"British author" is being used as an adjectival phrase in
by British author J.K. Rowling.
If you leave it out you are left with
by J.K. Rowling
which also doesn't require an article.
If you insert the definite article, as in
by the J.K. Rowling
you would change the meaning to be more like "by the one and only J.K. Rowling". If you mean something else, like "by the very talented J.K. Rowling", you would need to say so.
If you insert both "the" and the adjectival phrase, as in
by the British author J.K. Rowling
you change the adjectival phrase into a noun phrase ("British author") and create an ellipsis for
the British author [whose name is] J.K. Rowling.
This would not significantly change the meaning of the original.

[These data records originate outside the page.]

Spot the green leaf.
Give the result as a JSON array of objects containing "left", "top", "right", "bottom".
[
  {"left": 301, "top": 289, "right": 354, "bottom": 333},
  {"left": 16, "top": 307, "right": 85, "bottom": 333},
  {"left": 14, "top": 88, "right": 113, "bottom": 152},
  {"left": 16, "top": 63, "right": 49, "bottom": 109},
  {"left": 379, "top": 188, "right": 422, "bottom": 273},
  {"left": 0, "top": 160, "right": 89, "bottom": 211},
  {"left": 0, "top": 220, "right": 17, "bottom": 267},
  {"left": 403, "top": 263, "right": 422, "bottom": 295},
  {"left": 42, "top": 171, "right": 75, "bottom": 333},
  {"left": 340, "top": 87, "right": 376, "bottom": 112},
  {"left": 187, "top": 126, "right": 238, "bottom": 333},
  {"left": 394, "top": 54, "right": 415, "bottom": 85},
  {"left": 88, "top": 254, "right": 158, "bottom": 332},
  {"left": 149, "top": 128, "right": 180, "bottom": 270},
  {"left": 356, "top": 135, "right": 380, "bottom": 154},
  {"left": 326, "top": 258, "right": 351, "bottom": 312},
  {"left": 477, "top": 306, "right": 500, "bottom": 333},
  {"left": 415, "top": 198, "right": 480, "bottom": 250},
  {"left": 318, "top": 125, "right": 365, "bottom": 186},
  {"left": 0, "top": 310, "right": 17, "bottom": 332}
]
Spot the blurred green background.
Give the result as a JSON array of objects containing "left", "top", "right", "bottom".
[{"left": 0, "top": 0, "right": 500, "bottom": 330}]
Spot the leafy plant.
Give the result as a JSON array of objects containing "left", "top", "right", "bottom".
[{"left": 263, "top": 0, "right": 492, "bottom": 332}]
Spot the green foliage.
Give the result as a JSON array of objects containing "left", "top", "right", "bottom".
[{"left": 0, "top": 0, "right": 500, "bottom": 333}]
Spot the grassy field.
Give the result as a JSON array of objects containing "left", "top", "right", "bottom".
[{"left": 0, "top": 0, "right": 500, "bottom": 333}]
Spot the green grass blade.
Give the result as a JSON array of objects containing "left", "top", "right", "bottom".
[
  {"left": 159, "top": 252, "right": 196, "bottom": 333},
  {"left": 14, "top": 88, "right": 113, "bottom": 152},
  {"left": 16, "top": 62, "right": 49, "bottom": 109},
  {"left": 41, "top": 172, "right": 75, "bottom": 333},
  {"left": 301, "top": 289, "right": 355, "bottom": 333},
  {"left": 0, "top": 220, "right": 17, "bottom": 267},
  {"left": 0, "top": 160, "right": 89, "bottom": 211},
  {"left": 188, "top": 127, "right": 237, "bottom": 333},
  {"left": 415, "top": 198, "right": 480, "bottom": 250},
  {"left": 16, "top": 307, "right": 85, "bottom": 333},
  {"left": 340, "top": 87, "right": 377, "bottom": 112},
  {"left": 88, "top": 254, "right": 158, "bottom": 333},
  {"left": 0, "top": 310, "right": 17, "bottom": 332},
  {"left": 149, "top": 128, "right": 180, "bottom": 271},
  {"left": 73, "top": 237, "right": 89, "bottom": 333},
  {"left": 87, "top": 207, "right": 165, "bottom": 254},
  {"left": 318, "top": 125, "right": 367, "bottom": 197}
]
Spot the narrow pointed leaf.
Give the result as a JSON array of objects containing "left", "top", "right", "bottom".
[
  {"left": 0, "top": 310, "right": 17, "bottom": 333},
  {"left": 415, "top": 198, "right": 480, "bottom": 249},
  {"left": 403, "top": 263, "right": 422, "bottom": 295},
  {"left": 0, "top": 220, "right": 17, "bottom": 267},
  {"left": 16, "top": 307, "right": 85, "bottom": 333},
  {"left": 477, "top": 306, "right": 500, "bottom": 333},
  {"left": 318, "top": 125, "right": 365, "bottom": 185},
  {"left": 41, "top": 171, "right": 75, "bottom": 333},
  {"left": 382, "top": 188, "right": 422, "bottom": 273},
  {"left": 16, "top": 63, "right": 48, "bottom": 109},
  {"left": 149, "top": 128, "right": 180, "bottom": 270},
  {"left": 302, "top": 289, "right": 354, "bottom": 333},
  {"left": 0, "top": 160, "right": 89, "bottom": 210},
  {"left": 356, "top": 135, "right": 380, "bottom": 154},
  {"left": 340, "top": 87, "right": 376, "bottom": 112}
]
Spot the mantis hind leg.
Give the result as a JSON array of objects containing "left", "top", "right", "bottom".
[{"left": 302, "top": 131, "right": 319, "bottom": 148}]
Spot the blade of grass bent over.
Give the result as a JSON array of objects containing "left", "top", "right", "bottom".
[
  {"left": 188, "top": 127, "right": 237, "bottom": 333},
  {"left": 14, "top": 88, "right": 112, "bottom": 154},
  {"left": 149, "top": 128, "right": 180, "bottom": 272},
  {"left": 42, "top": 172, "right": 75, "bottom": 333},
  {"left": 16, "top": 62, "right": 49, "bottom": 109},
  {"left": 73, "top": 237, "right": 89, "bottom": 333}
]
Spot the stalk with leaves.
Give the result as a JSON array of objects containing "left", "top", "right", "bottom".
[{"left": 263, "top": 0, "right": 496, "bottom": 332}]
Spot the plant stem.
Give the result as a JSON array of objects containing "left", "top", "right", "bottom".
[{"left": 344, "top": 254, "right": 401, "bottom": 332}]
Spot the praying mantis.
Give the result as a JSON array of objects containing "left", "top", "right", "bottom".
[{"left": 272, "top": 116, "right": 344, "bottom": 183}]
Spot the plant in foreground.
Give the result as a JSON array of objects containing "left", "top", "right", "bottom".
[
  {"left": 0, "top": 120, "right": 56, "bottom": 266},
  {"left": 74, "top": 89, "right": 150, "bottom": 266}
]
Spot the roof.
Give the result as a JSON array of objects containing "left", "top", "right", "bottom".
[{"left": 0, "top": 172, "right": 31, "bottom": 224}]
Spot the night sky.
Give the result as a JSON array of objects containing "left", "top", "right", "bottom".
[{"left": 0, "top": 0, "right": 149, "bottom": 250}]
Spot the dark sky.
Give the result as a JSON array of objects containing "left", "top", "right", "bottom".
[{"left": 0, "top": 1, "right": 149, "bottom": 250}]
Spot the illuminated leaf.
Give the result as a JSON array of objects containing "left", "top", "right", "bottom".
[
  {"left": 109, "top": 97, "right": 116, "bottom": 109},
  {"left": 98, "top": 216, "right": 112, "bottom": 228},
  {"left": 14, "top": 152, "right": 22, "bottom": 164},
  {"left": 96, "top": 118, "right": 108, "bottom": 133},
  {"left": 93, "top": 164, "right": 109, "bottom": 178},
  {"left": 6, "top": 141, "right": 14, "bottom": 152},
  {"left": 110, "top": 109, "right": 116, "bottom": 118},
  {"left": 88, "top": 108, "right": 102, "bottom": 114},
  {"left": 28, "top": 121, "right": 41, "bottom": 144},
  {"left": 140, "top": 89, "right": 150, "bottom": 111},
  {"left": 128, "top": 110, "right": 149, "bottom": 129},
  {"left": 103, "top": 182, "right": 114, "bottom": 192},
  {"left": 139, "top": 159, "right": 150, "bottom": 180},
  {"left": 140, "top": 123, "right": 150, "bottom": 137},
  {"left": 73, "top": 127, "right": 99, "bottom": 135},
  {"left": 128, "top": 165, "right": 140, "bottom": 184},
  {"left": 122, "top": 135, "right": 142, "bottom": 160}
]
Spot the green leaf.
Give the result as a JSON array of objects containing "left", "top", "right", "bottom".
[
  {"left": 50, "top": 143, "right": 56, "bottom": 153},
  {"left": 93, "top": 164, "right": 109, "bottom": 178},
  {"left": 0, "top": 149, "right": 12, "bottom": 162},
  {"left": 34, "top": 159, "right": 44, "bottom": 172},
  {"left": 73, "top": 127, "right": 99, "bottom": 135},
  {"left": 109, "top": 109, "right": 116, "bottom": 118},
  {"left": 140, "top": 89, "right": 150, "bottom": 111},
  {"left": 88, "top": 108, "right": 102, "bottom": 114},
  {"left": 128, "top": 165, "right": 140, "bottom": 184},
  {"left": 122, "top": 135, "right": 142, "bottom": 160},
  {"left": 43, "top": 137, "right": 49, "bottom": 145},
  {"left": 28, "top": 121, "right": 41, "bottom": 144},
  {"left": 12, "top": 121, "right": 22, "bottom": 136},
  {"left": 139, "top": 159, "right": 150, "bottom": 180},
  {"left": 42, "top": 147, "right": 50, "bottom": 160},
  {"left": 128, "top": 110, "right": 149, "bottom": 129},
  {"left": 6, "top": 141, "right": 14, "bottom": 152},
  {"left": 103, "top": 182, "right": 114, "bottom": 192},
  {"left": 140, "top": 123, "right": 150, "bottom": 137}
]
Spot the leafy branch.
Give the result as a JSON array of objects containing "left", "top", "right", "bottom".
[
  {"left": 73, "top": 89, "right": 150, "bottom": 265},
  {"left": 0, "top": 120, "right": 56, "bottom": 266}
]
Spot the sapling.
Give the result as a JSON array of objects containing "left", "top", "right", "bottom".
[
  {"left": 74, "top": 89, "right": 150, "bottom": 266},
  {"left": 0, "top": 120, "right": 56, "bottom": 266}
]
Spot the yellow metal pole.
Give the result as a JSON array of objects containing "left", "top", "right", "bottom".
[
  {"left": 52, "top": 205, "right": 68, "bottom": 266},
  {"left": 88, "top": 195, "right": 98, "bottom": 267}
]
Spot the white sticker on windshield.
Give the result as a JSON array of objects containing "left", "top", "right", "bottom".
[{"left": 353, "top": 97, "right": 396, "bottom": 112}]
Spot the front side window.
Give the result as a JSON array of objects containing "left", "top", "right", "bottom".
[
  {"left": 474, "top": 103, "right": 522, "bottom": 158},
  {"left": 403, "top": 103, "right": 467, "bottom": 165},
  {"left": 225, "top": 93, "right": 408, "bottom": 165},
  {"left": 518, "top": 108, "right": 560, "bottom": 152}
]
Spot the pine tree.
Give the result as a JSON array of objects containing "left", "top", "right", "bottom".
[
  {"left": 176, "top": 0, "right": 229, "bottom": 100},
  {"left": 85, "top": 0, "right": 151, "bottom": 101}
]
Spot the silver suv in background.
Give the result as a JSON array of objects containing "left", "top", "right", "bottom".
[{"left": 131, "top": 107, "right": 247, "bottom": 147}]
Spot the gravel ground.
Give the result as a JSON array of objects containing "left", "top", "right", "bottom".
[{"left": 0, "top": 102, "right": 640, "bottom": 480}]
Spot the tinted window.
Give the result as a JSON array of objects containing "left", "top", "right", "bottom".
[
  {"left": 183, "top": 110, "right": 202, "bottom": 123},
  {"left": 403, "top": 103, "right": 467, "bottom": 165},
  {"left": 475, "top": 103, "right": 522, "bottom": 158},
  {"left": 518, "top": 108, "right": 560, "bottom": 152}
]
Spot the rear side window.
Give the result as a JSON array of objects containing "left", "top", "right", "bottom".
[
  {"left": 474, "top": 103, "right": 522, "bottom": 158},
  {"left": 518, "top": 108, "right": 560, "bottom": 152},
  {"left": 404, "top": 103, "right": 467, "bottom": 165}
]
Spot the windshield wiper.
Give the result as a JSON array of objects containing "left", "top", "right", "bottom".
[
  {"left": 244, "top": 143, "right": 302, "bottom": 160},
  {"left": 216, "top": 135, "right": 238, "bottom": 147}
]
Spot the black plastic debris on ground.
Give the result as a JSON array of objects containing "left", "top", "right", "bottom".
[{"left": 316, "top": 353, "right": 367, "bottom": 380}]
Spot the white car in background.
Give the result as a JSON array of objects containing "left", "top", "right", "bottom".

If you insert an indefinite article, as in
a British author J.K. Rowling
you are probably trying to say "a British author by the name of J.K. Rowling", as if she were an unknown author. This may have been true once but is no longer true today.
Usage for the character Harry Potter is more flexible.
the life of young wizard Harry Potter
the life of a young wizard, Harry Potter
the life of the young wizard [in the story] Harry Potter
essentially mean the same thing, but "young wizard" is an adjectival phrase in the first example only, and a noun phrase in the second two. The definite article requires some context in the third example, with "in the story" generally assumed.